The well-known epitome of this
relationship in modern history is the Ottoman
Sultan Beyazid II's formal invitation to Jews
expelled from Spain and Portugal in 1492 to take
up residence in Turkey.
That being so, the
ruling elite in Tehran view the very existence of
Azerbaijan as giving the lie to their own
pretensions about the immutability of conflict
between Jews and Muslims in general. They thus
seek to remove that existence.
As far back
as 1999, for example, in reference to the Gabala
radar station in Azerbaijan, the chairman of the
joint chiefs of staff of the Iranian armed forces
Hassan Firouzabadi threatened the Baku government
by pointing to the presence of "Shiite Azeris with
Iranian blood in their veins" in the region where
the base might be established. [10]
Firouzabadi has continued in this manner
for over a dozen years. Just last August, he
personally threatened the Azerbaijani President
Ilham Aliev with a "dark future" if he did not
"pay heed" and cease "to bar Islamic rules". [11]

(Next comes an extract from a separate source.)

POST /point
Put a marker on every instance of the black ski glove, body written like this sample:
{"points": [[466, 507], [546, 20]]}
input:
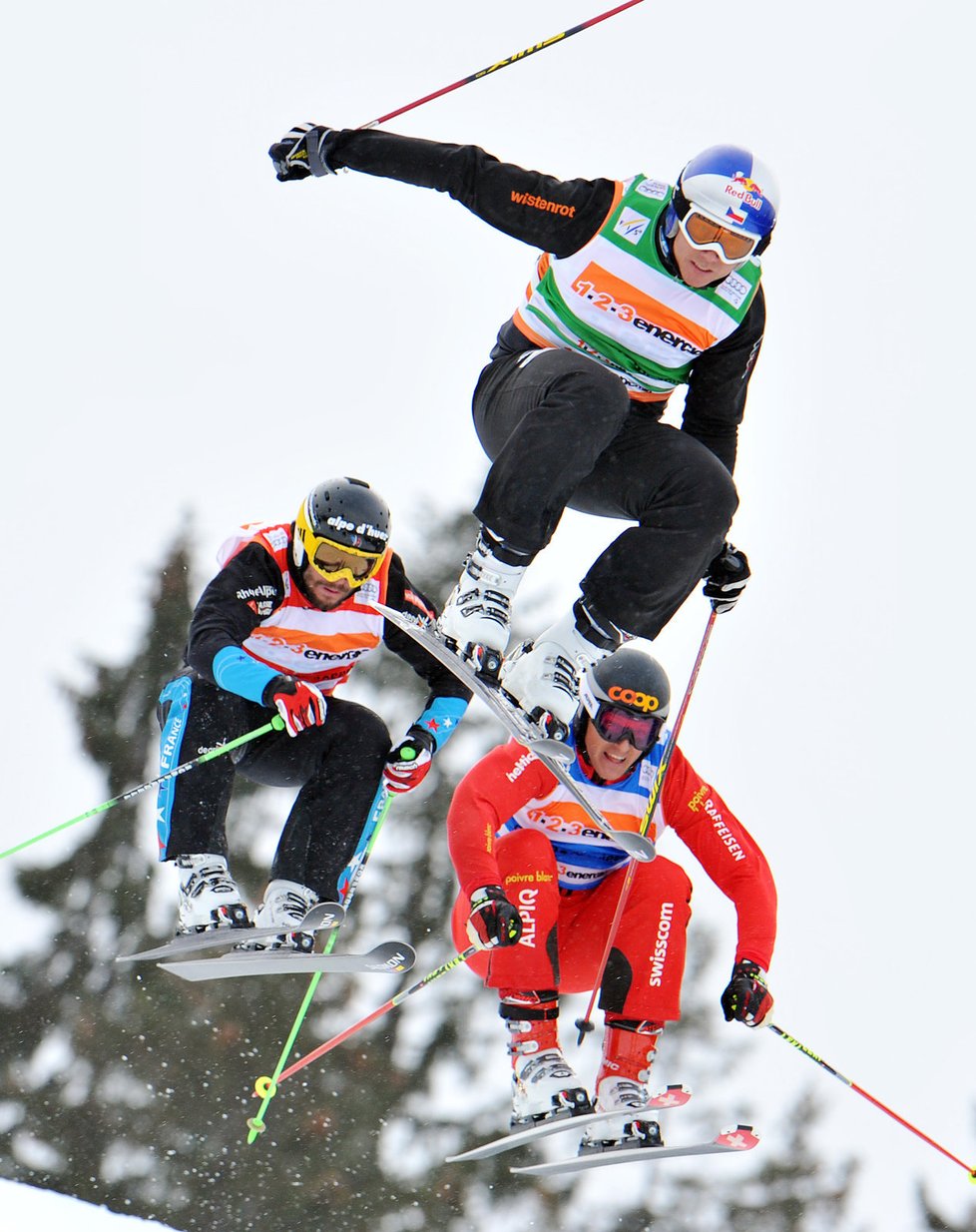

But can Iran's aggressive words and deeds
be at all justified? Is Azerbaijan actually
hostile to Iran? The facts say no. Azerbaijan has
supported Iran's right for peaceful nuclear
program. [12] In January 2011, it signed a
five-year agreement to supply least one billion
cubic meters of natural gas annually to Iran. [13]
Most notably, Azerbaijan has pledged that its
territory would not be used for military purposes
against Iran. [14]
Yet we read in Asia
Times Online (see above reference) that Baku
should "prepare for the worst consequences if its
territory or air space [is] used for strikes
against Iran", because it "has entered into a
Faustian bargain that may well backfire".
The author of that article explicitly
mentions the failed car bomb in New Delhi and an
incident in Tbilisi in order to assert that they
"serve as a warning sign that [Baku] could be
witness to similar, if not worse, troubles
threatening [Azerbaijan's] peace and tranquility
if it continues to favor Iran's adversaries".
Still more striking, he writes: "Tehran's
ruling elite may resort to offensive measures
inside[!!] Azerbaijan, ... scaring energy
investors, and thus introducing economic
hardship"; and again, Iran "retaliat[es by] ...
sowing the seeds of instability in the South
Caucasus-South Caspian region"; and again, "Tehran
will take it to the next level and most likely
take action inside [the first "inside" was not a
mistake!] Azerbaijan."
Further facts could
be adduced to demonstrate how Baku, not Tehran,
has the right to be the aggrieved party between
the two; however, there are limits to the patience
that an author is entitled to expect of a reader.
Nevertheless, the facts already presented here
must surely make clear the perils of "reportage"
that only recites the views of one power in the
region, while trusting that readers far away lack
in-depth knowledge of it.
Such a
commentary as the one cited here, when it is
brought up against real and indisputable (and
documented) facts on the ground, is revealed as a
compendium of such shamelessly open threats as
have long characterized the Tehran regime, threats
that, when publicized in certain ways, may in turn
represent a signal for a terrorist mobilization by
agents already in place.
In that context,
it is worth noting that as recently as late
February, members of a terrorist cell created by
the Iranian Revolutionary Guards (Sepah) and the
Lebanese Hezbollah were arrested in Azerbaijan.